Since the image is real and inverted, it forms on the same side as the incident light, so \( v \) is negative according to the sign convention if \( u \) is negative. 
Let \( u = -x \) where \( x>0 \). Then \( v = -\frac{1}{4} x \). 
The distance between object and image is \( |v - u| = |-\frac{1}{4} x - (-x)| = |-\frac{1}{4} x + x| = |\frac{3}{4} x| = 40 \). 
So, \( \frac{3}{4} x = 40 \implies x = \frac{160}{3} \) cm. 
Therefore, \( u = -\frac{160}{3} \) cm and \( v = -\frac{1}{4} \times \frac{160}{3} = -\frac{40}{3} \) cm. 
Using the mirror formula: \( \frac{1}{f} = \frac{1}{v} + \frac{1}{u} = \frac{1}{-40/3} + \frac{1}{-160/3} = -\frac{3}{40} - \frac{3}{160} = \frac{-12 - 3}{160} = -\frac{15}{160} = -\frac{3}{32} \). So, \( f = -\frac{32}{3} \approx -10.67 \) cm. 
The focal length is positive for a concave mirror, so there is a sign error somewhere. 
Let's recheck the magnification sign. If \( m = -\frac{v}{u} = -\frac{1}{4} \), then \( v = \frac{1}{4} u \). 
For a real image, \( v \) and \( u \) have the same sign. With the convention that real objects have negative \( u \), real images have negative \( v \). So, \( v = \frac{1}{4} u \implies v \) is less negative than \( u \), which is consistent with a real image formed by a concave mirror. 
Distance \( |v - u| = |\frac{1}{4} u - u| = |-\frac{3}{4} u| = 40 \). Since \( u \) is negative, \( -\frac{3}{4} u = 40 \implies u = -\frac{160}{3} \) cm. 
Then \( v = \frac{1}{4} (-\frac{160}{3}) = -\frac{40}{3} \) cm. \( \frac{1}{f} = \frac{1}{v} + \frac{1}{u} = \frac{1}{-40/3} + \frac{1}{-160/3} = -\frac{3}{40} - \frac{3}{160} = \frac{-12 - 3}{160} = -\frac{15}{160} = -\frac{3}{32} \). \( f = -\frac{32}{3} \approx -10.67 \) cm. 
The focal length of a concave mirror is negative.
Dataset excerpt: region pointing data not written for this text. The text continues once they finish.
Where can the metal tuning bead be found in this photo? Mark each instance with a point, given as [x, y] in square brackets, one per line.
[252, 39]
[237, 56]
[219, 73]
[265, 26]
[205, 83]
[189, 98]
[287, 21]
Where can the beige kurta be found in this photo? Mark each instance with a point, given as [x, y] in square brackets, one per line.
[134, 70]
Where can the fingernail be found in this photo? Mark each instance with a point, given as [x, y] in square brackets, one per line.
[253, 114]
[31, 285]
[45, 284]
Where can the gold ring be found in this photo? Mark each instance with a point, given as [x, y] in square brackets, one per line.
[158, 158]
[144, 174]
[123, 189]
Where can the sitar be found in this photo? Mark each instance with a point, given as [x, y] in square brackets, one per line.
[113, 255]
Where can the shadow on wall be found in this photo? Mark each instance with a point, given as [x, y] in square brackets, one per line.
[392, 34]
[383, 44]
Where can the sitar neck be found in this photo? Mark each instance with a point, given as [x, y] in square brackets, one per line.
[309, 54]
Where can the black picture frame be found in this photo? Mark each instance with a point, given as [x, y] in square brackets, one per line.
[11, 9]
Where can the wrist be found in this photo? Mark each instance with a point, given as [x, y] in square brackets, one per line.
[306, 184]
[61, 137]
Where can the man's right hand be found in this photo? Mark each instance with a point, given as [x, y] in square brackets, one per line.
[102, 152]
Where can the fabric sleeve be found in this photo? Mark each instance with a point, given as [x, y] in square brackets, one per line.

The magnitude is \( 10.67 \) cm. 
Step 3: Consider the case of a virtual and erect image (convex mirror).
For a virtual and erect image, \( m = -\frac{v}{u} = \frac{1}{4} \), so \( v = -\frac{1}{4} u \). 
For a real object, \( u \) is negative. Let \( u = -x \) where \( x>0 \). Then \( v = \frac{1}{4} x \). 
The image is virtual, so \( v \) is positive. Distance \( |v - u| = |\frac{1}{4} x - (-x)| = |\frac{5}{4} x| = 40 \). 
So, \( \frac{5}{4} x = 40 \implies x = 32 \) cm. 
Therefore, \( u = -32 \) cm and \( v = \frac{1}{4} (32) = 8 \) cm. 
Using the mirror formula: \( \frac{1}{f} = \frac{1}{v} + \frac{1}{u} = \frac{1}{8} + \frac{1}{-32} = \frac{4 - 1}{32} = \frac{3}{32} \). 
So, \( f = \frac{32}{3} \approx 10.67 \) cm. 
The focal length of a convex mirror is positive. 
The magnitude of the focal length is approximately 10.7 cm.